Ray

Grade: C-
New Movie Rules:
1) No more neon lights, spinning records, or Billboard Magazines to represent being on the road, recording new albums, or climbing the charts.
2) No more comatose audiences who are immediately won over and start clapping and dancing 30 seconds into your first song.
3) No more coming up with instant classics after only 30 seconds of piddling on the piano.
4) No more sweaty, hand-fan waving, Baptist funerals where the mourner throws herself on the coffin.
5) No more heroin addicts being introduced to the big, bad world of drugs by being offered a drag off a marijuana cigarette.
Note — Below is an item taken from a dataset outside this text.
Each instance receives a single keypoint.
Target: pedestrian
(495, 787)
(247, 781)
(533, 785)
6) No more bribing radio stations to get your song some air time.
7) Never ever say “It’s cold out there” under any circumstances.
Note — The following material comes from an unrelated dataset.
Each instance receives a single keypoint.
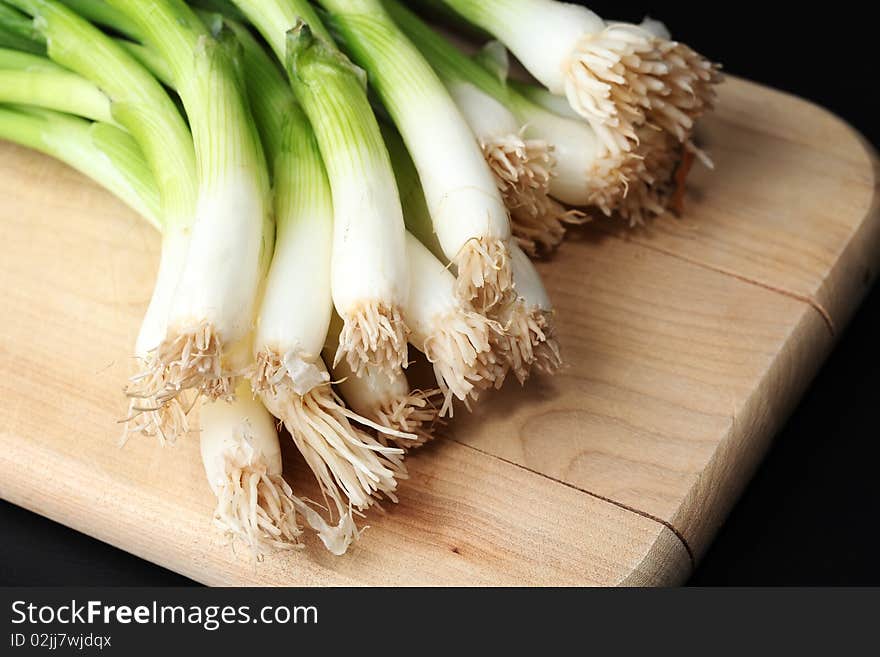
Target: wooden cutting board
(688, 342)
8) Never call your mistress by your wife’s name.
9) Vomiting = pregnant. Always.
10) Richard Schiff (Toby from “West Wing”) should never, ever, ever be permitted to wear a hairpiece.
Ray arrives alone in Seattle to begin his career, and hears a teenager playing a trumpet outside a two bit jazz club because he’s too young to actually enter. The lad introduces himself as Quincy Jones. Oy. You just know you’re in big trouble.
Jamie Foxx is thoroughly believable as Ray Charles – he smiles, bobs and lip-syncs in all the right places. But there is not one single, solitary, isolated, split second, prayed for moment that is not the cliché-ridden stereotype of a singing sensation’s meteoric, drug addicted, womanizing rise to fame, fortune, fall from grace and ultimate redemption. Add blindness (replete with “Institute for the Blind” infomercials about the power of hearing in a world of darkness) and stir. Add childhood, sepia-like, sugary dripping flashbacks and stirring becomes more difficult. Add a final, withdrawal-induced reunion with dead relatives who tell you to make them proud and the time has come to throw the concoction out and start all over again.
The film comes in at 2½ long hours, yet covers the final 40+ years of Ray Charles’ life in a 30 second crawl on the screen. I guess nothing interesting happened.
Hit the road, Jack, and don’t you come back no more no more no more no more.